El pensamiento positivo, entonces. En su centro está la voluntad: si uno quiere ser feliz, lo será. Ustedes dirán que si a la gente le hace bien, adelante. Y yo contesto: a la gente lo único que le hace bien es ser menos tonta. Es inteligente y sabio intentar tener buen humor cuando uno está muy enfermo. Pero visualizar la salud no mete adentro las hemorroides y ser medio amargo no provoca meningitis (provoca tortícolis como la que yo tengo ahora). Y el pensamiento positivo como autoayuda es plaga, es conservadurismo y poder. Leí un libro bárbaro de Barbara Ehrenreich, una investigadora de EE.UU.
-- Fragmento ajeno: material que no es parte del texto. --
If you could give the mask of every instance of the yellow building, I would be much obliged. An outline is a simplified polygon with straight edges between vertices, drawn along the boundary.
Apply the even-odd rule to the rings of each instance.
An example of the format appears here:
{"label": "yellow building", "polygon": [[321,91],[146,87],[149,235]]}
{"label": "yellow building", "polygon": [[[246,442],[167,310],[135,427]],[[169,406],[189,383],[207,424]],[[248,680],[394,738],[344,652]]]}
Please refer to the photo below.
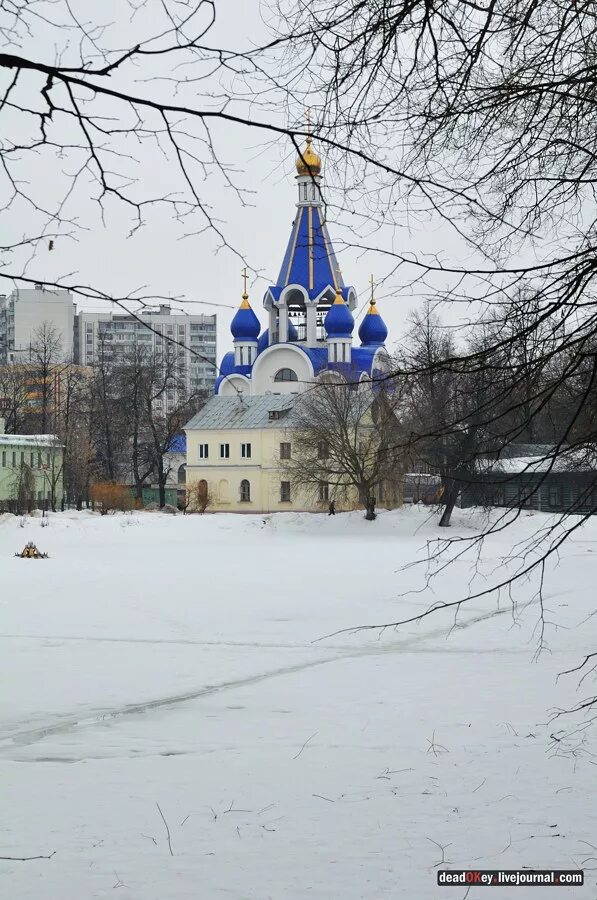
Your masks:
{"label": "yellow building", "polygon": [[[328,495],[298,490],[284,471],[292,455],[289,396],[212,397],[186,426],[187,485],[204,483],[208,508],[229,512],[327,509]],[[191,506],[197,505],[197,497]],[[350,495],[337,501],[352,508]]]}

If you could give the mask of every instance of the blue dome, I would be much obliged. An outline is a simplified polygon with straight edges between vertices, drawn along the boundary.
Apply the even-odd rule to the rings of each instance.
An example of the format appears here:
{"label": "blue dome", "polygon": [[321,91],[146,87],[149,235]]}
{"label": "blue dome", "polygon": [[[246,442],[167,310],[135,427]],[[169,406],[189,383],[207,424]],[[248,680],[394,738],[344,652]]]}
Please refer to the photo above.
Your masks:
{"label": "blue dome", "polygon": [[259,336],[261,325],[246,297],[236,311],[230,331],[235,341],[256,341]]}
{"label": "blue dome", "polygon": [[229,350],[228,353],[225,353],[222,357],[222,362],[220,363],[220,375],[225,377],[232,372],[234,372],[234,350]]}
{"label": "blue dome", "polygon": [[[296,325],[293,325],[292,322],[288,322],[288,340],[289,341],[298,341],[298,331],[296,330]],[[264,350],[267,350],[269,347],[269,328],[266,328],[262,333],[261,337],[257,341],[257,353],[263,353]]]}
{"label": "blue dome", "polygon": [[359,337],[363,346],[372,346],[383,344],[388,336],[386,323],[380,316],[375,305],[375,300],[371,301],[371,305],[367,310],[367,315],[361,322],[359,328]]}
{"label": "blue dome", "polygon": [[323,323],[327,336],[345,337],[352,336],[354,328],[354,319],[348,306],[342,299],[342,294],[336,294],[336,299],[328,309],[325,321]]}

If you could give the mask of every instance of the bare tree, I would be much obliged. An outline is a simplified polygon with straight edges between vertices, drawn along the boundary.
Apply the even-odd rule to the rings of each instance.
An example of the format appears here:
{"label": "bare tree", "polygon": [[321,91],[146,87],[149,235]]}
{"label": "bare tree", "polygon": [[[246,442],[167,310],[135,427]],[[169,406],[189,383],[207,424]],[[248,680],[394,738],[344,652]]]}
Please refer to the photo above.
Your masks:
{"label": "bare tree", "polygon": [[11,363],[0,366],[0,416],[8,434],[25,430],[29,410],[29,375],[27,367]]}
{"label": "bare tree", "polygon": [[50,322],[42,322],[31,335],[26,364],[35,410],[34,430],[49,434],[56,421],[59,382],[64,368],[62,338]]}
{"label": "bare tree", "polygon": [[291,450],[280,460],[282,469],[322,502],[356,493],[366,518],[374,519],[376,498],[400,496],[397,402],[389,383],[318,381],[294,405]]}

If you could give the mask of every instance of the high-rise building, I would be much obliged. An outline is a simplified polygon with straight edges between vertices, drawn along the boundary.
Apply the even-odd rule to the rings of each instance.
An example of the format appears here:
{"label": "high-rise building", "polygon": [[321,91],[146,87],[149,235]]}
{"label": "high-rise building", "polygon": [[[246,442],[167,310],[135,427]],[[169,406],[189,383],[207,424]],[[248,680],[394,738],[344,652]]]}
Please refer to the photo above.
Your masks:
{"label": "high-rise building", "polygon": [[138,347],[156,354],[165,353],[168,347],[174,351],[187,392],[213,389],[217,374],[215,315],[173,313],[165,305],[138,315],[78,314],[75,358],[81,365],[97,363],[100,351],[116,359]]}
{"label": "high-rise building", "polygon": [[72,361],[74,322],[69,291],[36,284],[0,297],[0,363],[26,362],[41,340],[51,341],[54,361]]}

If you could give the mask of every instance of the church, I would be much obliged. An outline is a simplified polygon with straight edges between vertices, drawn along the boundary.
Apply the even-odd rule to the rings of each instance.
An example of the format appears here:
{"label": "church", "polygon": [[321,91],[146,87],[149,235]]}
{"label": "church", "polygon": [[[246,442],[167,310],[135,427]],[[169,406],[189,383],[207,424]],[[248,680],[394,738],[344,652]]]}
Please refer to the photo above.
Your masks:
{"label": "church", "polygon": [[[186,477],[214,511],[327,508],[325,486],[295,490],[281,461],[292,454],[292,407],[322,379],[366,389],[388,368],[386,325],[373,297],[353,342],[354,287],[344,282],[325,221],[322,163],[312,138],[296,161],[296,216],[275,284],[263,298],[267,327],[242,295],[214,396],[187,423]],[[197,493],[198,489],[198,493]],[[191,506],[197,505],[196,502]],[[345,496],[339,508],[352,508]]]}

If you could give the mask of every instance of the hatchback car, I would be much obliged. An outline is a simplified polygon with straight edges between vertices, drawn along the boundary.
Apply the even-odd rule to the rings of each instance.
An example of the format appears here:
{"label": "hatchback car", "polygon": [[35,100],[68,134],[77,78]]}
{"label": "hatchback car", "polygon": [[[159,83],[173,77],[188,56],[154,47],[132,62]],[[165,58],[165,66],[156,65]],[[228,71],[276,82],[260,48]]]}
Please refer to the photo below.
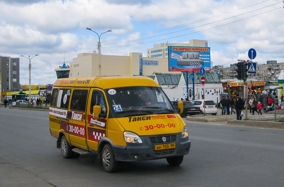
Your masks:
{"label": "hatchback car", "polygon": [[200,113],[200,107],[194,106],[191,102],[189,101],[174,101],[172,103],[176,108],[177,108],[177,103],[181,101],[183,103],[183,111],[181,114],[182,117],[187,115],[196,115]]}
{"label": "hatchback car", "polygon": [[173,70],[174,71],[179,70],[179,68],[176,66],[172,66],[171,67],[171,70]]}
{"label": "hatchback car", "polygon": [[28,101],[24,100],[18,100],[15,102],[12,102],[11,106],[15,107],[16,106],[28,106],[29,103]]}
{"label": "hatchback car", "polygon": [[212,115],[217,114],[217,108],[214,101],[211,100],[203,99],[195,100],[191,101],[193,105],[200,107],[200,110],[202,114],[211,114]]}

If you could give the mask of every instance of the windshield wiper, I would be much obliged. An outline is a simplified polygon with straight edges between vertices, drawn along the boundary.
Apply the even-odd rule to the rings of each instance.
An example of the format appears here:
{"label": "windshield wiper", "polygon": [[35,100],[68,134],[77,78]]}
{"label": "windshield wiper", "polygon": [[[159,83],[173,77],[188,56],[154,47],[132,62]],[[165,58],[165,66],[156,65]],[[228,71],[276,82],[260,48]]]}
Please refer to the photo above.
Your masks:
{"label": "windshield wiper", "polygon": [[[145,108],[145,107],[144,107]],[[154,114],[154,112],[151,112],[150,111],[146,111],[146,110],[127,110],[126,111],[120,111],[118,112],[116,112],[116,114],[120,114],[120,113],[125,113],[126,112],[135,112],[137,111],[141,111],[143,112],[149,112],[149,113],[151,113],[151,114]]]}
{"label": "windshield wiper", "polygon": [[164,109],[165,110],[168,110],[168,111],[169,111],[170,112],[175,112],[175,111],[174,111],[173,110],[170,110],[170,109],[168,109],[167,108],[165,108],[158,107],[157,106],[146,106],[146,107],[143,107],[143,108],[154,108],[155,109]]}

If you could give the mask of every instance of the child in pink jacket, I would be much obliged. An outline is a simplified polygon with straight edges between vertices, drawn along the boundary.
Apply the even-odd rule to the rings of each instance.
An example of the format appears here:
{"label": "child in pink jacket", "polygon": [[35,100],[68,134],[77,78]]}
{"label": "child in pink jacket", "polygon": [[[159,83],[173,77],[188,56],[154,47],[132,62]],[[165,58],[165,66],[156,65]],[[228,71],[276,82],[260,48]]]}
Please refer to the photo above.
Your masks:
{"label": "child in pink jacket", "polygon": [[260,115],[262,115],[262,113],[261,113],[261,110],[262,109],[262,105],[260,104],[260,102],[259,102],[258,104],[256,106],[256,107],[258,109],[258,112],[260,113]]}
que se encontró con el pensamiento positivo cuando le diagnosticaron cáncer y en los grupos de apoyo le decían que el tumor era su culpa por ortiva y por eso mismo estaba en ella curarse, "abrazando" la enfermedad, considerándola "un don". La pobre mujer se espantó: "Encontré que el pensamiento positivo es la esencia de la cultura corporativa en EE.UU.", escribe. "En las empresas es obligatorio ser positivo. Hay compañías que literalmente despiden personal por ser negativo, en el sentido de hacer preguntas o expresar dudas". Y cuenta el caso de un ejecutivo de Lehman Bros, despedido por decirle a su CEO que, en su opinión, estaban viviendo un poquitín en una burbuja inmobiliaria.

Finalmente, a quien corresponda: si quieren que concurra a alguna de sus fiestas, la cortan con Wisin & Yandel.

Me parece que cuando se termine el reinado de ese espanto musical recupero la alegría.